Learning From Sim City
by Stephan Doesinger
Buch, Softcover, 152 Seiten, deutsch / englisch, 200 x 265,
Die Welt ist ein Computerspiel
und dein Herz
schlägt wie ein Popcorn.
The world is a computer game
and your heart
beats like a popcorn.
Hier der Text aus der Pressemitteilung:
Learning From Sim City beschreibt eine neue Sensibilität - eine Veränderung des Codes der Wahrnehmung, hervorgerufen durch Computerspiele und die tägliche Anwendung digitaler Medien.
Das Buch beschreibt auf poetische und assoziative Weise die ästhetischen und kulturellen Konsequenzen eines Prozesses, in dem Computerspiele nicht mehr nur die Welt nachahmen, sondern eine Umkehrung stattgefunden hat.

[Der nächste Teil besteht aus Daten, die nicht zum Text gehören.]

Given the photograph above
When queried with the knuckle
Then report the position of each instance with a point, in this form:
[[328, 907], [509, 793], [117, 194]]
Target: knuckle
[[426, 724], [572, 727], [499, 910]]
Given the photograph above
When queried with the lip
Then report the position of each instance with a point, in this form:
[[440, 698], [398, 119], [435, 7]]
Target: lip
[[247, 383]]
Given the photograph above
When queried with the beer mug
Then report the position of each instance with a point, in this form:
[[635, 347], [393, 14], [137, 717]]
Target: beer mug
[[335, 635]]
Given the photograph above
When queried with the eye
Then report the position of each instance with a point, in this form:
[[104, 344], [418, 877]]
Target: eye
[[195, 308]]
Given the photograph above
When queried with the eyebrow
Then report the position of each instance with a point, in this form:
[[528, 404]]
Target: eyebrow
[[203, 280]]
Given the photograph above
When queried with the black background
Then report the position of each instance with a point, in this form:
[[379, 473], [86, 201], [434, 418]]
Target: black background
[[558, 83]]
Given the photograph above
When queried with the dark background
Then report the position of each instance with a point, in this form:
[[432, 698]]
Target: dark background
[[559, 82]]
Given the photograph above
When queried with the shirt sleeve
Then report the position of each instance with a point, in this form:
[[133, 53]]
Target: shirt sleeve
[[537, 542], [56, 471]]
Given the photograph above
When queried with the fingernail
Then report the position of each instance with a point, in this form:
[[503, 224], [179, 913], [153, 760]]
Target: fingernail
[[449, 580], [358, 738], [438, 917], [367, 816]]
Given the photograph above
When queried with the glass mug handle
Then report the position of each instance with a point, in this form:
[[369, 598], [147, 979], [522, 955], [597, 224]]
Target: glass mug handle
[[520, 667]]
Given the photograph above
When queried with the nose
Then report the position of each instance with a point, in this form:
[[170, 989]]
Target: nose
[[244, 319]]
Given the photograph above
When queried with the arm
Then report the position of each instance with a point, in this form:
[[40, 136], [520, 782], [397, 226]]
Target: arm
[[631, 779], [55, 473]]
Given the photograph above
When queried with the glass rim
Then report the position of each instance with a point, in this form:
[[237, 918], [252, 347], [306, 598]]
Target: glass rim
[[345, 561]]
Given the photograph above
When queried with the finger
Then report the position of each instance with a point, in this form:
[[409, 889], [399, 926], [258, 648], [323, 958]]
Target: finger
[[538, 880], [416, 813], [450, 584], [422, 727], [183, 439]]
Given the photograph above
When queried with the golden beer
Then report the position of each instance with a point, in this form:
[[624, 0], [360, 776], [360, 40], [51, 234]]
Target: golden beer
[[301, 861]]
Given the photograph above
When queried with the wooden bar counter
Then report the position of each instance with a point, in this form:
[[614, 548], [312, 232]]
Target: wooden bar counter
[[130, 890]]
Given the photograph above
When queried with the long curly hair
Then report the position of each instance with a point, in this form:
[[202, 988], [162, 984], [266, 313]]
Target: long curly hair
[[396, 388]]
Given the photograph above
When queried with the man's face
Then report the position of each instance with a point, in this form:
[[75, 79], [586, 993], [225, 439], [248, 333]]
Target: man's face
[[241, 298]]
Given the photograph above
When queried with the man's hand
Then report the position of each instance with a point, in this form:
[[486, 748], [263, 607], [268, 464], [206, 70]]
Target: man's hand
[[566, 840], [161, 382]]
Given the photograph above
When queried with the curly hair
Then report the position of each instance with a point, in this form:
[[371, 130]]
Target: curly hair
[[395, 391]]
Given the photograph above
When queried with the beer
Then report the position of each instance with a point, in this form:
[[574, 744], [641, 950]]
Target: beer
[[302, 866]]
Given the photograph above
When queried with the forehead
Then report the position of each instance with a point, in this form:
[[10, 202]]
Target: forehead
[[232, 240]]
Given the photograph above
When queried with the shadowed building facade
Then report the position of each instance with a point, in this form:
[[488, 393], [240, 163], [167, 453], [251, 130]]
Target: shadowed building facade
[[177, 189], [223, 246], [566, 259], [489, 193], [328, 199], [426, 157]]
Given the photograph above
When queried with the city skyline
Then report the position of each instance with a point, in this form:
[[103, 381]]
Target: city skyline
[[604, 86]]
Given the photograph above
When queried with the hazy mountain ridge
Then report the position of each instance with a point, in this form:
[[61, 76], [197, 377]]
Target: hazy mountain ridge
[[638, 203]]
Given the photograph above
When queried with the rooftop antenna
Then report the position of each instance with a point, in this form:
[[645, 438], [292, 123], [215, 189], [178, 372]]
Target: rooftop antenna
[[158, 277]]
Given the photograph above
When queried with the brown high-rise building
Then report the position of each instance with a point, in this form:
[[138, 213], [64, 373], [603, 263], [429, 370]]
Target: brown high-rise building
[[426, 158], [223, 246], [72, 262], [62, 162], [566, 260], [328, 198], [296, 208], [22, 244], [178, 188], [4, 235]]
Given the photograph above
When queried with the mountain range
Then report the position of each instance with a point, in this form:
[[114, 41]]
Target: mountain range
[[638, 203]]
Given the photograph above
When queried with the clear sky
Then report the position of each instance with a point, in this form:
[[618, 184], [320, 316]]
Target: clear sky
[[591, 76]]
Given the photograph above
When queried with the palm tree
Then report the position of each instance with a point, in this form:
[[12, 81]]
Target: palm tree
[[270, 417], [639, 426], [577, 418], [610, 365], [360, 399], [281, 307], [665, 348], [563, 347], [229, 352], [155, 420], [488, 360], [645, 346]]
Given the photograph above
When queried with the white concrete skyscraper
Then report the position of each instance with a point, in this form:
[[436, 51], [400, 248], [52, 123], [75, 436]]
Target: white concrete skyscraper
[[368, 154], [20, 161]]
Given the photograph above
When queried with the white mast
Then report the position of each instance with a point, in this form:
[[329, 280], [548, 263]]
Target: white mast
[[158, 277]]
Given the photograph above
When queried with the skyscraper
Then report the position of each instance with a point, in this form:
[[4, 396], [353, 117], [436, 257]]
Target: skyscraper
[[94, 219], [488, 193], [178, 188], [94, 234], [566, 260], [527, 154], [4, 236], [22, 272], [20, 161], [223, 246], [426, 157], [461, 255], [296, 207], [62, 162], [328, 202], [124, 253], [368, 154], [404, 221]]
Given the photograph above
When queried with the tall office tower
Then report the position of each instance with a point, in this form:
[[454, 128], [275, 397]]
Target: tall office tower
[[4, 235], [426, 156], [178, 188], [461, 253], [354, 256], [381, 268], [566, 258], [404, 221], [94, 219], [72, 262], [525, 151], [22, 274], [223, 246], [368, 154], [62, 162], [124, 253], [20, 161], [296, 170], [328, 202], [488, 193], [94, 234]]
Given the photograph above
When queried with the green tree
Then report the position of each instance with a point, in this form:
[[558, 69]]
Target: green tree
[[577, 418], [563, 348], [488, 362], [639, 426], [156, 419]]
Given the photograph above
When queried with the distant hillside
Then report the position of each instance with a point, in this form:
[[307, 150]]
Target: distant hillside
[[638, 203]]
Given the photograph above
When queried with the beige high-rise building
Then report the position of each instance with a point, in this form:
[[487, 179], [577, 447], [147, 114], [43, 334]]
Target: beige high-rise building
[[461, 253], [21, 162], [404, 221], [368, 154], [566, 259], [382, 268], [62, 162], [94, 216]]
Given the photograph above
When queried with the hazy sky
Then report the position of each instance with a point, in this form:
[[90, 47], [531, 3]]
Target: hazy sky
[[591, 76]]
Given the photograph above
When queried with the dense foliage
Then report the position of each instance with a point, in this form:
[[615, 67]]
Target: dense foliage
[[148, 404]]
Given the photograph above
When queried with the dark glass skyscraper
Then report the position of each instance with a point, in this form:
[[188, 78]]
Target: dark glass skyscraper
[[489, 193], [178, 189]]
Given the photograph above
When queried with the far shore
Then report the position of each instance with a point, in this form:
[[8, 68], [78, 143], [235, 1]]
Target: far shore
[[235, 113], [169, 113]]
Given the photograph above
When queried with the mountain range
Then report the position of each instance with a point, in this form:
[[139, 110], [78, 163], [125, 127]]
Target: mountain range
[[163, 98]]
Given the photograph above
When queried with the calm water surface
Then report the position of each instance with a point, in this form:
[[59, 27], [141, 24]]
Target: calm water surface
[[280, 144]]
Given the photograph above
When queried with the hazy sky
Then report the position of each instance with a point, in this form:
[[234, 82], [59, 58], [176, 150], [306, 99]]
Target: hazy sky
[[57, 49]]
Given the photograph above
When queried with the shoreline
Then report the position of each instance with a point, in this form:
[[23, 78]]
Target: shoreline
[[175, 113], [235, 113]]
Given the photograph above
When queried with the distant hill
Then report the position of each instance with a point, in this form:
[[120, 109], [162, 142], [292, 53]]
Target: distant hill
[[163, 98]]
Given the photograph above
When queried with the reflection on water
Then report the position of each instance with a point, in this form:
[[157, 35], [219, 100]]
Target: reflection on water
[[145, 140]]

Zwischen den Fronten des globalen Kulturkampfes zwischen Fanatismus und „Funatismus”, verläuft eine schmale Demarkationslinie. Es ist eine seltsame Linie. Sie ist in ständiger Bewegung und Veränderung: Mal wird sie breiter, mal schmaler, mal weicher, mal härter, mal unscharf, mal klar, mal wird sie farbig mal unsichtbar. Geschossen wird von überall - und die Abgründe auf beiden Seiten sind schrecklich tief. Entlang dieser Linie verläuft die Reise von Stephan Doesinger. Diese Reise führt uns an zahlreiche, reale und imaginäre Orte und zu interessanten Begegnungen:
In Los Angeles fährt er mitten in der Nacht entlang einer Erdbebenlinie zu jener Straßenkreuzung Florence und Normandie an der die Riots 1992 ausbrachen. In München bricht er durch den doppelten Boden eines Computerspiels. Dabei entdeckt er den Königsplatz, der unter der Nazi-Diktatur als Acropolis Germaniae zu trauriger Berühmtheit kam und auf dem die Bücher von Freud, Zweig, Werfel, Mann, Kafka, Tucholsky und vielen mehr verbrannt wurden. Dort entsteht eine Bibliothek der verbrannten Bücher, die selbstverständlich nie gebaut werden wird. In Las Vegas belauscht er Tarkovsky und Schönberg in einem Diner just zu dem Zeitpunkt als die untergehende Sonne und das erstarkende, elektrische Licht ein Equilibrium bilden. In China sorgen Städte, die auf Basis der U-Bahn Pläne von London, Paris und Wien errichtet wurden, für Verwirrung. In Saloniki stellt er ein Fußballteam aus streunenden Hunden zusammen. In New York trifft er auf einen Mann der nach einem erfolgreichen Gen-Experiment, in dem es darum ging, den Schaf auszulöschen, nicht mehr vergessen kann...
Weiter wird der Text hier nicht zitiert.